RMS:Rule: Option Strike price based on Ltp percentage for entity account
As I understand this is because of the dynamic percentage from the spot, but many times this percentage is very low
At the time of writing this, the limits are as shown below when Nifty Index is at 9039.
Nifty contracts allowed for trading: Current Week- 8900 TO 9200 CE & PE
All other expiries- 8500 TO 9550 CE & PE
From my perspective, this disallows safer deep OTM strikes which are 2SD (95% OTM probability) for a monthly position. And based on the current week limits it disallows even 1SD/68% OTM prob strikes. Even if we could get the strike for the option sold, it is usually very close to the limit and makes it impossible to hedge it because of this limitation. And further with the June2020 margin reduction, these kind of hedged trades become more profitable.

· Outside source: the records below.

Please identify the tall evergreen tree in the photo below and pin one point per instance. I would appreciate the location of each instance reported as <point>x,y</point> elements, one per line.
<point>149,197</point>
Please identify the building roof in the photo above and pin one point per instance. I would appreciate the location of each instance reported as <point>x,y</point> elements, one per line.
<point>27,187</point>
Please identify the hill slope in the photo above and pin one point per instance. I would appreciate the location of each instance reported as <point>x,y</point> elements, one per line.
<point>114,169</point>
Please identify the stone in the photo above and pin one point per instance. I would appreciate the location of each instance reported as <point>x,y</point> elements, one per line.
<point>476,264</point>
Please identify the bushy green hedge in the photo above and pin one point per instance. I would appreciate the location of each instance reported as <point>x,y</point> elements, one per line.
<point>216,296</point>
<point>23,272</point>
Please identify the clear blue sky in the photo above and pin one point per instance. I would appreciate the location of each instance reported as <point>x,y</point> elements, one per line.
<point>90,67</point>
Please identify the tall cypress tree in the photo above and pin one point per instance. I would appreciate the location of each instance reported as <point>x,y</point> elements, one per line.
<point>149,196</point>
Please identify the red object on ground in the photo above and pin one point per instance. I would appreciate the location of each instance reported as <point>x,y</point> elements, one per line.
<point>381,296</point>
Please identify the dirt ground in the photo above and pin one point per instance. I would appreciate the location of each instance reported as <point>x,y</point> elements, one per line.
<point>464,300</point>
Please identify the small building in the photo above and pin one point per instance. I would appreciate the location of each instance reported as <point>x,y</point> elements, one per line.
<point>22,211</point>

BharatW gives an explanation on this forum:
If I interpret this correctly, this happens because Zerodha as a broker has become too big - is that correct? If yes, how does Zerodha plan to resolve this?

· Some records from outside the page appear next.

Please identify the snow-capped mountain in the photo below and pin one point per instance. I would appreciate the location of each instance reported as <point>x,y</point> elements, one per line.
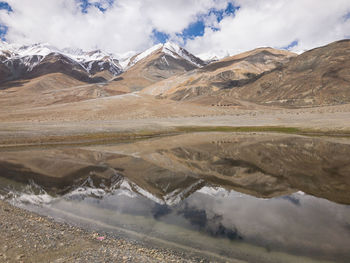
<point>170,49</point>
<point>23,60</point>
<point>156,63</point>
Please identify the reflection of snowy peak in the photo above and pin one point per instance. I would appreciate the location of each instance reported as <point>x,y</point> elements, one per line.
<point>120,186</point>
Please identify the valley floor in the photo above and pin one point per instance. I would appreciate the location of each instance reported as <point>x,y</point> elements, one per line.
<point>22,129</point>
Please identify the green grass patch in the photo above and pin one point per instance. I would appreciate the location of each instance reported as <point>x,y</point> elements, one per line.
<point>115,137</point>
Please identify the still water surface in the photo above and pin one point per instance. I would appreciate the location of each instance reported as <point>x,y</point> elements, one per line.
<point>257,198</point>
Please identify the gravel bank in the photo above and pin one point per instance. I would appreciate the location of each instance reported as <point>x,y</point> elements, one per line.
<point>27,237</point>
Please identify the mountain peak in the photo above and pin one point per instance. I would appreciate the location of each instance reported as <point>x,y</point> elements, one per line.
<point>170,49</point>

From june 1st, new rules are coming out for hedged positions, we believe if this goes through market OI will increase and thus our OI.

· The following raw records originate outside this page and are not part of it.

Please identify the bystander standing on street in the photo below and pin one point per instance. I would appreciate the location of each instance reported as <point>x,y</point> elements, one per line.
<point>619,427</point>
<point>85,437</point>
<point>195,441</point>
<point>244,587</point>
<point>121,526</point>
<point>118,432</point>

Also SEBI has put limits on FPI trading in FNO due to current volatility, this limit is upto june 25th, this rule has limited OI in market and once this limit is lifted we believe markets will add more OI and thus our limits will go high.
Also we have tied up with orbis and clients who trade in fno and mostly option buyers, we are moving them via custodian route if they are interested, doing so will taken out OI on our books and adds to custodian book.